Mamãe Gansa: Suíte

Maurice RAVEL

(1911)

Instrumentação: Piccolo, 2 flautas, 2 oboés, corne inglês, 2 clarinetes, 2 fagotes, contrafagote, 2 trompas, tímpanos, percussão, harpa, celesta, cordas.

 

As obras orquestrais constituem um dos aspectos mais fascinantes da criação de Ravel. Filho de um engenheiro apaixonado pela Mecânica, o compositor herdou do pai o amor pelo detalhe, pela miniatura, pela precisão artesanal do trabalho bem feito (de “um relojoeiro suíço”, como diria Stravinsky). A orquestra, para esse gênio das sonoridades, tornou-se o meio mais adequado de expressão.

 

Justamente famosas são também as transcrições que Ravel realizou de partituras originalmente destinadas ao piano, sobre obras próprias ou de outros compositores. Nesse processo, Ravel reconsidera o material inicial pensando-o em termos orquestrais, submetendo-o a uma segunda gênese, tão original como se fora uma nova obra.

 

Os cinco contos de fadas de Ma mère l’oye foram escritos para piano a quatro mãos em 1908 e orquestrados três anos depois. O título Mamãe Gansa refere-se ao livro homônimo de contos de fadas do famoso Charles Perrault, ao qual pertencem as duas primeiras peças da suíte.

 

Graves contrabaixos preparam o início da Pavana da Bela Adormecida na Floresta. O ritmo lento dessa antiga dança, embalado por um longínquo carrilhão, serve de acalanto para a princesa. Seus doces sonhos evoluem sobre uma melodia transparente, iluminada pela flauta e depois pelo clarinete. O misterioso clima medieval acentua-se com o emprego do antigo modo eólico.

 

No conto seguinte, o Pequeno Polegar vagueia no centro da floresta ameaçadora.
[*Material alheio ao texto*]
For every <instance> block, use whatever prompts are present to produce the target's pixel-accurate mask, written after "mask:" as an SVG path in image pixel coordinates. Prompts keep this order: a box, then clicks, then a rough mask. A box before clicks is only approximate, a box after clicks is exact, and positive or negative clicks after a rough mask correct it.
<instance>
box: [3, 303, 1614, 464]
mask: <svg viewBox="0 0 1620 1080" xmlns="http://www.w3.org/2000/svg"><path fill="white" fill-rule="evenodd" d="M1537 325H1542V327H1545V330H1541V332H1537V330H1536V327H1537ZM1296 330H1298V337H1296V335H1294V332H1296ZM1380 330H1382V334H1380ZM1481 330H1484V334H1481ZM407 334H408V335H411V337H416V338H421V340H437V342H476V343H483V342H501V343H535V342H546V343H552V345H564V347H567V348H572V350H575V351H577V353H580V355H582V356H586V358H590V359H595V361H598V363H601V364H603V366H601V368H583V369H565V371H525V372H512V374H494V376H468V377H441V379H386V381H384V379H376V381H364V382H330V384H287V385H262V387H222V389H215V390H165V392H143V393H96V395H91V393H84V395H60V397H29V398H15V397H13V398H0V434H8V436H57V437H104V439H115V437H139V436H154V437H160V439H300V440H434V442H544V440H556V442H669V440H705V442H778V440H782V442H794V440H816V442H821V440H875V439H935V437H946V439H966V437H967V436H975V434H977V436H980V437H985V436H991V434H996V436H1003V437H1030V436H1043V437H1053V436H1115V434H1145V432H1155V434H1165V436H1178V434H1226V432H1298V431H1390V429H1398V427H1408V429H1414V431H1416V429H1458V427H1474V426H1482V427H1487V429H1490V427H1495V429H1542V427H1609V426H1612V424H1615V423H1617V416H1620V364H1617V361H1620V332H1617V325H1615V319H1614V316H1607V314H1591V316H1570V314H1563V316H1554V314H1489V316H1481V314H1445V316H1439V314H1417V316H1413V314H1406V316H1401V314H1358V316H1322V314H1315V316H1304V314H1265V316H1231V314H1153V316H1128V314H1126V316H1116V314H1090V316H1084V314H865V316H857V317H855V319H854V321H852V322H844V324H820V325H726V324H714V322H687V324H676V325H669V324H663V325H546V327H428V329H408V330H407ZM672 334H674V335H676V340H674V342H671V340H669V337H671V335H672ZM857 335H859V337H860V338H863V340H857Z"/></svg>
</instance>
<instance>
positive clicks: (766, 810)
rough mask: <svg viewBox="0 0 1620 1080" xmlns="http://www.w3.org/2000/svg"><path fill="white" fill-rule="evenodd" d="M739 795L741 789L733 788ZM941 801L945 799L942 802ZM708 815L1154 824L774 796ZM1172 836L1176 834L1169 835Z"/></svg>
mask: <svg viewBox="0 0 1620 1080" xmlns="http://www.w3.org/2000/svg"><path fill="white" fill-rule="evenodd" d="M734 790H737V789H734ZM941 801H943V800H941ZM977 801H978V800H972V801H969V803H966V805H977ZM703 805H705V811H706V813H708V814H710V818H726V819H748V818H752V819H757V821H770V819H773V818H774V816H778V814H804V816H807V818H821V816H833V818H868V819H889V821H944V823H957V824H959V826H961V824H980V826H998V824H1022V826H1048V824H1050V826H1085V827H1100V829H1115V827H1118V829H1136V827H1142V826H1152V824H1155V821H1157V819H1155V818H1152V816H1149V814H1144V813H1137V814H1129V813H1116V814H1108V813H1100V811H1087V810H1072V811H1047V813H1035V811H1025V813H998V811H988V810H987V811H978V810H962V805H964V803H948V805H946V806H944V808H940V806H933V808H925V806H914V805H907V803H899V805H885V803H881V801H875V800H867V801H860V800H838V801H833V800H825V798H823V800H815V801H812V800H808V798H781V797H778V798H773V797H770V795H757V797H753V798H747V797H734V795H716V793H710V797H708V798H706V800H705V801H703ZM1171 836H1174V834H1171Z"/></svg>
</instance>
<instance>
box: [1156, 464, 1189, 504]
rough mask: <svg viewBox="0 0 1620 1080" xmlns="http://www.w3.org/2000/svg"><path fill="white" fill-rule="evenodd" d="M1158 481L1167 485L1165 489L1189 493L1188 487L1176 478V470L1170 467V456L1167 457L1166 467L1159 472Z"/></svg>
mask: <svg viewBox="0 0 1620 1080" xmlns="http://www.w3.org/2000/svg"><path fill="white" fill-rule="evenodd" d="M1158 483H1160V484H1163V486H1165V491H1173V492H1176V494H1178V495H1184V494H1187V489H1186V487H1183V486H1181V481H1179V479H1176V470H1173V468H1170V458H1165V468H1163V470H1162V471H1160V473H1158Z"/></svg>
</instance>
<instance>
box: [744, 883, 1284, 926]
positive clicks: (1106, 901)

Ele acreditava achar facilmente o caminho de casa, pois o marcara com pedacinhos de pão. Mas os pássaros comeram as migalhas. Acompanhando as hesitações do personagem, os violinos tocam uma sequência de colcheias em terças, através de constantes mudanças de compasso (2/4, 3/4, 4/4, 5/4). A melodia confiada ao oboé e, depois, ao corne inglês, parece andar a esmo. Os passarinhos fazem ouvir seus cantos, nos violinos e na flauta. A caminhada continua, até que a luz da casa se revela no último acorde, dissipando a angústia e a escuridão.

 

Na peça de Mme. d’Aulnoy, Feinha, Imperatriz dos Pagodes, a princesinha oriental apresenta sua orquestra de porcelana tocando instrumentos de nozes e conchas. Mas que riqueza de sonoridades! A marchinha usa o modo pentatônico, e a melodia emprega apenas notas que correspondem às teclas pretas do piano.

 

Em As conversas da Bela e da Fera, retiradas do conto da Condessa de Beaument, a orquestração de Ravel caracteriza a Bela com o encantador tema do clarinete, em ritmo de valsa:

 

— Quando eu penso em seu coração, você não me parece feio.

 

A Fera responde com a voz soturna do contrafagote:

 

— Sou um monstro; mas morrerei feliz, já que tive a alegria de te conhecer.

— Você não morrerá!

 

Após um crescendo que se estanca bruscamente, o glissando da harpa anuncia a quebra do sortilégio – sob os traços do monstro, estava escondido um Príncipe Encantado.

 

No movimento final da suíte, a Bela Adormecida desperta com o beijo de seu príncipe. O casal é conduzido ao esplendor de O Jardim das Fadas, que eles percorrem apaixonados, até a fascinante apoteose final.

 

Paulo Sérgio Malheiros dos Santos
Pianista, Doutor em Letras, professor na UEMG, autor dos livros Músico, doce músico e O grão perfumado – Mário de Andrade e a arte do inacabado. Apresenta o programa semanal Recitais Brasileiros, pela Rádio Inconfidência.

Obs: texto publicado no programa dos dias 14 e 15 de abril de 2016.